Who’s who in Indian classical music Ariyakudi Ramanuja

Ariyakudi Ramanuja Iyengar (1890-1967) 


Born in the culture-rich Tanjavur district of Tamil Nadu, Sangita Kalanidhi Ariyakudi T Ramanuja Iyengar was primus inter pares among a galaxy of distinguished vocalists at a time when the modern Carnatic music concert was still evolving.


The Ariyakudi bani was recommended as the golden mean—his kala pramana was largely of the middle tempo, his manodharma essays were of moderate length and his swara prastara eschewed complex arithmetic despite his mastery of laya. He believed gamaka was the soul of Carnatic music and used his fluid, well-modulated voice to achieve that end, without indulging in excess or abjuring straight notes. His was raga music, based on the strictest grammar without ever making a show of it.


Ariyakudi earned his position of pre-eminence not only with his masterly music, but also by restructuring the concert format in the 1920s to suit changes in audience tastes.


The typical cutcheri was earlier often a five-hour affair featuring a small number of compositions preceded by expansive raga alapana and ending with an elaborate ragam-tanam-pallavi.
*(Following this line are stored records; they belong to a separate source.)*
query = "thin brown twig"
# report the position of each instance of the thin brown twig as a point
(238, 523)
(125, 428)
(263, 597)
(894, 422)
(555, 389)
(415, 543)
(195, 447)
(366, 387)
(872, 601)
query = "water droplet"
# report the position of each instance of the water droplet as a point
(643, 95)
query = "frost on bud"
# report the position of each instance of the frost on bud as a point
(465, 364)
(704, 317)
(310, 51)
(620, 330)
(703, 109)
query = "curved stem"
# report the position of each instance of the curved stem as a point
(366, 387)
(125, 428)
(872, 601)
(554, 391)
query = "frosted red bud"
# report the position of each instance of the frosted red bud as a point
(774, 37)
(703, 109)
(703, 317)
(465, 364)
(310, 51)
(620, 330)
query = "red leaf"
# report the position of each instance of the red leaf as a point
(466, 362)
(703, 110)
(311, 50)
To Ariyakudi, brevity was the soul of music, and he tweaked the concert pattern to adhere to this ideal. This meant not shorter concerts but a large number of items, with Ariyakudi firm in his conviction that the manodharma elements—alapana, niraval, swara prastara—could be presented in relatively brief capsules, and that overlong expositions ran the risk of repetition. Continuing to be founded on traditional values, his concerts offered greater variety to the public.


The typical Ariyakudi concert started with a varnam—usually one composed by his guru Poochi Iyengar—and one of the pancharatna kritis of Tyagaraja. He invariably took up a suddhamadhyama raga and a pratimadhyama raga each for detailed treatment, followed by a number of kritis before he launched into ragam-tanam-pallavi. The length of each item was tailored according to the length of the concert—anywhere between three and five hours.


With his vast repertoire of songs of the great composers, principally the Trinity, Ariyakudi never stopped learning new compositions. Unswerving musical ethics ruled his career, nowhere better exemplified than in his refusal to sing Tamil songs exclusively under pressure from the proponents of Tamil Isai, despite his impressive collection of Tamil bhakti music, including many verses he had set to music. He was a towering figure all his life.